Proposals to allow tenant farmers to sell secure tenancies for value have been described as the “missing piece in the tenancy jigsaw”.
The Scottish Tenant Farmers’ Association (STFA) has praised government for the plans, which are set to go into the upcoming land reform bill.
However the plans have been attacked by landowners, who this week wrote to the farm minister, Richard Lochhead, warning they were damaging for the sector.
STFA chairman Christopher Nicholson said: “Secure tenants will now have a route that allows them to exit their tenancies without relying on family members succeeding, secure tenancies will become available for newer farmers seeking a base for their developing businesses, and there is a greater likelihood of holdings remaining under secure tenure which gives incentive for tenants to modernise and invest.”
He attacked the landowners’ letter and said it was proof of “the dogged resistance of some landlords to deny agricultural opportunity in the wider interest”.
He added: “The valuation of the tenant’s interest in their lease and improvements will not disadvantage landlords with the expectation of gaining vacant possession of a holding where the tenant has no successors.

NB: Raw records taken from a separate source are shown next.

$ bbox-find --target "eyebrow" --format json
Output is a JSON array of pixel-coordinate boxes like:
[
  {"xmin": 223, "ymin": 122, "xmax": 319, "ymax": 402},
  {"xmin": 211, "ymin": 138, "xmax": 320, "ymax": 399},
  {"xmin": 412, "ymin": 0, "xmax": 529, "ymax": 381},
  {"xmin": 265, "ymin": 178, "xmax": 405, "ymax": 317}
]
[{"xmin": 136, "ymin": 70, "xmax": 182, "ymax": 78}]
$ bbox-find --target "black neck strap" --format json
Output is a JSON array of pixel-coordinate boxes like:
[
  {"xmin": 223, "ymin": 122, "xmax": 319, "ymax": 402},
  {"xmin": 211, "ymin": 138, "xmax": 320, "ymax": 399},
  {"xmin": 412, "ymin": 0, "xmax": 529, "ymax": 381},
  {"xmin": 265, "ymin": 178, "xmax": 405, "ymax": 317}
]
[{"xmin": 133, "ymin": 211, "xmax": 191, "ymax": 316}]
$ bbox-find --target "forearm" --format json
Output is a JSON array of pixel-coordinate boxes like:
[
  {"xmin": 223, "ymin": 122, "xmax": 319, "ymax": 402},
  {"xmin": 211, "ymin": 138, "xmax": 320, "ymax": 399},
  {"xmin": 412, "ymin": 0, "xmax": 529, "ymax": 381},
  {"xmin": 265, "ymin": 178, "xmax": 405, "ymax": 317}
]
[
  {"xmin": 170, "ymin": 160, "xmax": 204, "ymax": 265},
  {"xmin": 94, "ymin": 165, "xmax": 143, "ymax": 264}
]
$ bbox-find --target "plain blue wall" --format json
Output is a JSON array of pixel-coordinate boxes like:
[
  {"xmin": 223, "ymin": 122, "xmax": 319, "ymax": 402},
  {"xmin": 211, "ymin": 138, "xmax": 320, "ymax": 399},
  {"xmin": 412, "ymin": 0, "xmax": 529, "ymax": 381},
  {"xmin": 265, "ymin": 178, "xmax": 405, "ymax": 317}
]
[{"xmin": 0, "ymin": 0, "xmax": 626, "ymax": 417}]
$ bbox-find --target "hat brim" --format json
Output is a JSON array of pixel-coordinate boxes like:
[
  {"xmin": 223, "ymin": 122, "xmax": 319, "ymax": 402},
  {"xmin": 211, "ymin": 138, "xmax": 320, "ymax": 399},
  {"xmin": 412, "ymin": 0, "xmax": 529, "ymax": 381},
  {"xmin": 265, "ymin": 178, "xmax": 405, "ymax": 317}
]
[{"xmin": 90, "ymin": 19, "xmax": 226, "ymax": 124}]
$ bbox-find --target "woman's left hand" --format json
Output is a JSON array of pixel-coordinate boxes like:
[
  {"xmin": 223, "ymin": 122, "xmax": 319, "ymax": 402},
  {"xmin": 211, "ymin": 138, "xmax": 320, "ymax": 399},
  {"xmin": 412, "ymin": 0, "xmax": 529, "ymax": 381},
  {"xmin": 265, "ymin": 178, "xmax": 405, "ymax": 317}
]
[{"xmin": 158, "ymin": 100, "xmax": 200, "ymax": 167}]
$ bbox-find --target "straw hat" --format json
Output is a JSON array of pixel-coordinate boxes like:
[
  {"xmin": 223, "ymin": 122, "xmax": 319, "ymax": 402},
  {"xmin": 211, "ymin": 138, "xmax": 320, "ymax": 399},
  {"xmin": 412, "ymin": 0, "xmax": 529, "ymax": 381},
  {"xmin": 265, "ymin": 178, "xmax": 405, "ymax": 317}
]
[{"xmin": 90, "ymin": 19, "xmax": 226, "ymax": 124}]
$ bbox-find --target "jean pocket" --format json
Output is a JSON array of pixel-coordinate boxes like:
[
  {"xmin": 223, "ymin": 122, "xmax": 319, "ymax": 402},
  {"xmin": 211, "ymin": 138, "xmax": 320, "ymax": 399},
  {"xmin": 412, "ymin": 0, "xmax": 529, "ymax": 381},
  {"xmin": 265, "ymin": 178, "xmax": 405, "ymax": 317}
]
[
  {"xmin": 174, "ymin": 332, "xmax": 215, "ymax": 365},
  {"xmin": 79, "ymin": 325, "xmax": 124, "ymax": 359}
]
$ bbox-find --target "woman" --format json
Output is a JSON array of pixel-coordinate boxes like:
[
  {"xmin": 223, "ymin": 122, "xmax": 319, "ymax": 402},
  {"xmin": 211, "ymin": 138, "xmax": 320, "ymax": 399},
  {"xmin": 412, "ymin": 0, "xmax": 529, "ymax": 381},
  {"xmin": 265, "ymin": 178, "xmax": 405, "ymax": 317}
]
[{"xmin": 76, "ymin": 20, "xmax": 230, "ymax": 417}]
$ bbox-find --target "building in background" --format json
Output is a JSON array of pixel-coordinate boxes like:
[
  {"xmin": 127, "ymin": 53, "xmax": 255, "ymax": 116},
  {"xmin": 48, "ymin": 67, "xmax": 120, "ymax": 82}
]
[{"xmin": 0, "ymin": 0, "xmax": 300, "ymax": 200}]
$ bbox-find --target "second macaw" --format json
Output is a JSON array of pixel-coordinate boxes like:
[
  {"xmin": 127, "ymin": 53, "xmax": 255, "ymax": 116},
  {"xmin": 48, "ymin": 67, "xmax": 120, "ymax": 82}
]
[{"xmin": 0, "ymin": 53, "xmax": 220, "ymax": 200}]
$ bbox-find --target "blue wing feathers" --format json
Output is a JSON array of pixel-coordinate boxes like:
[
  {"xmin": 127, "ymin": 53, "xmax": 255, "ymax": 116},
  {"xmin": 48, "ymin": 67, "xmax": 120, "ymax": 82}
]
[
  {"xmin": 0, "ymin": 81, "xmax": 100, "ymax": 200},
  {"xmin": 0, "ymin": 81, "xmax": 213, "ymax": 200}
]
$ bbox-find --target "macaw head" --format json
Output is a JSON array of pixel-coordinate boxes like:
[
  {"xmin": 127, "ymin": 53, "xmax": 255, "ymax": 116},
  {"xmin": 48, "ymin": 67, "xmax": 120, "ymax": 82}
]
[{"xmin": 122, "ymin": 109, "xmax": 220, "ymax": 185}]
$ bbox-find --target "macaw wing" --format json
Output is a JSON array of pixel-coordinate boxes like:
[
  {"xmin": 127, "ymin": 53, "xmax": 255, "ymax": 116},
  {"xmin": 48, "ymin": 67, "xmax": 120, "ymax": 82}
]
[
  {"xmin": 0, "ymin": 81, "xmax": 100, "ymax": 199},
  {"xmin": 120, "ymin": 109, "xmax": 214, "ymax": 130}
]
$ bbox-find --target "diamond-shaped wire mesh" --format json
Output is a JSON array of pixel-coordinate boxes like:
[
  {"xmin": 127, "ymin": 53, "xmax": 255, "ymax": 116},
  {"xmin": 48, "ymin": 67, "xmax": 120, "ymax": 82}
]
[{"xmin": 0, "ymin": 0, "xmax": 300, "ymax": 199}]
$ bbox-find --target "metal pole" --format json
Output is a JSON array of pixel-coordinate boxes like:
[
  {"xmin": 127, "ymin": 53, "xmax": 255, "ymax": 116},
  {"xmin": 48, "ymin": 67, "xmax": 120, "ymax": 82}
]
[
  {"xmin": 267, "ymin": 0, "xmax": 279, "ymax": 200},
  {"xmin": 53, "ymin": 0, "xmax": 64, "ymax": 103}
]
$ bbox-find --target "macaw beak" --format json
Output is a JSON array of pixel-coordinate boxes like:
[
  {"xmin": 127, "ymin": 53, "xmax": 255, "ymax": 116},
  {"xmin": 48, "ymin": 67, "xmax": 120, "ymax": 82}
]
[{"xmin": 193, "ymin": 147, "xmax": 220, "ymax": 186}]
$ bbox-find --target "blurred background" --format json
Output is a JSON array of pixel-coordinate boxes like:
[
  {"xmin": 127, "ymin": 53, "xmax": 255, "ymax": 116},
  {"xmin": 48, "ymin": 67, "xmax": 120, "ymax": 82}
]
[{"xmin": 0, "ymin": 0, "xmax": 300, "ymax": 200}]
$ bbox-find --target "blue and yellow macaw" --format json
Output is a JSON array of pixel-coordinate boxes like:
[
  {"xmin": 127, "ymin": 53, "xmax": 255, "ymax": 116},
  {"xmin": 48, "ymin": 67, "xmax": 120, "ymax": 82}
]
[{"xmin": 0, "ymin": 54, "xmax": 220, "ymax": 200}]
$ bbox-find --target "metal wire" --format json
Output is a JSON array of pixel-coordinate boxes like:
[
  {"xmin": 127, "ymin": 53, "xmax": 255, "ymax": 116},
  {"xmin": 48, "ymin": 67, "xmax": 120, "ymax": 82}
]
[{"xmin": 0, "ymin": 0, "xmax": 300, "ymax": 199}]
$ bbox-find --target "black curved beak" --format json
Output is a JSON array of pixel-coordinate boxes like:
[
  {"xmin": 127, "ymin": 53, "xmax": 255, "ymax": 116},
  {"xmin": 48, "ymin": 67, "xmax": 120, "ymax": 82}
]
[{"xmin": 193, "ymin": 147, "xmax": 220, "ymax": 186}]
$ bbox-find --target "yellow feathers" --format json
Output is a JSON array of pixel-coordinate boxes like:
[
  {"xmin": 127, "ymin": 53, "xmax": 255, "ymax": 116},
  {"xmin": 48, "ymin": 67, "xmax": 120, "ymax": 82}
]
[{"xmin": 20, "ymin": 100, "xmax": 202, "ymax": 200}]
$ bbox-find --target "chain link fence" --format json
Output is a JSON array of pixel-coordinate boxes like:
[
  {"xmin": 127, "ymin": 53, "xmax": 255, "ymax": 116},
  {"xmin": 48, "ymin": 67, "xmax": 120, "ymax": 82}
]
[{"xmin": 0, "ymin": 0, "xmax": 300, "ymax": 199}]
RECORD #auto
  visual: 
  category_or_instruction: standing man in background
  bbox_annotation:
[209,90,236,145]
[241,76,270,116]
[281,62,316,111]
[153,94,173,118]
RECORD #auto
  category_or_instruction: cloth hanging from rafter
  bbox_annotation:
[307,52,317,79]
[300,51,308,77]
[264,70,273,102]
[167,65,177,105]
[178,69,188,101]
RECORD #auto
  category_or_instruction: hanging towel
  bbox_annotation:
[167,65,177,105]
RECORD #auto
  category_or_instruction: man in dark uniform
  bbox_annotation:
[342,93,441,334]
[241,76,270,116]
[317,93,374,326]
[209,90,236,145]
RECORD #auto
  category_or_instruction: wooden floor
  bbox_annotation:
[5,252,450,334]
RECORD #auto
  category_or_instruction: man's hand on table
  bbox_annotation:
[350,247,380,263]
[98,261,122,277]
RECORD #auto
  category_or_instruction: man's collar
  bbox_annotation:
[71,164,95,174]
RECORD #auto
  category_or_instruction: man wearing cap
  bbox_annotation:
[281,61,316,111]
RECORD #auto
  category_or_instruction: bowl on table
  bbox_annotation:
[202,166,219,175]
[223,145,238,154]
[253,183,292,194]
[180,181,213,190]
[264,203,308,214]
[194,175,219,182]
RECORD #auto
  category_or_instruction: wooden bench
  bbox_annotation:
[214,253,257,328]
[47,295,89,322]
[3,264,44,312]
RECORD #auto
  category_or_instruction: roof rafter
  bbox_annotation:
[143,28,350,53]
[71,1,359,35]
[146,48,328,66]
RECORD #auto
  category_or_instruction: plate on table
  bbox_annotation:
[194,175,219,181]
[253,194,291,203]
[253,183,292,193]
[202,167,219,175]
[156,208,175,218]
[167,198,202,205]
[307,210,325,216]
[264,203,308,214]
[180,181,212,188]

“The valuation method proposed takes account of when a landlord would otherwise have been likely to recover vacant possession from the tenant and if the tenant is nearing retirement without successors the vacant possession premium will be minimal and the cost to the landlord will be no more than their current obligation to compensate for tenant’s improvements.
“STFA has long advocated the assignation of 1991 tenancies to non-family members and welcomes the government’s decision to include it in the bill. This new provision carefully balances the rights of landlords and tenants and in many ways provides the missing piece in the tenancy jigsaw and makes the bill a more complete package.
“Not only will this measure open up opportunities for tenants to retire but it will also provide new entrants and progressing farmers access to secure tenancies and help to re-instate the missing rungs in the farming ladder.”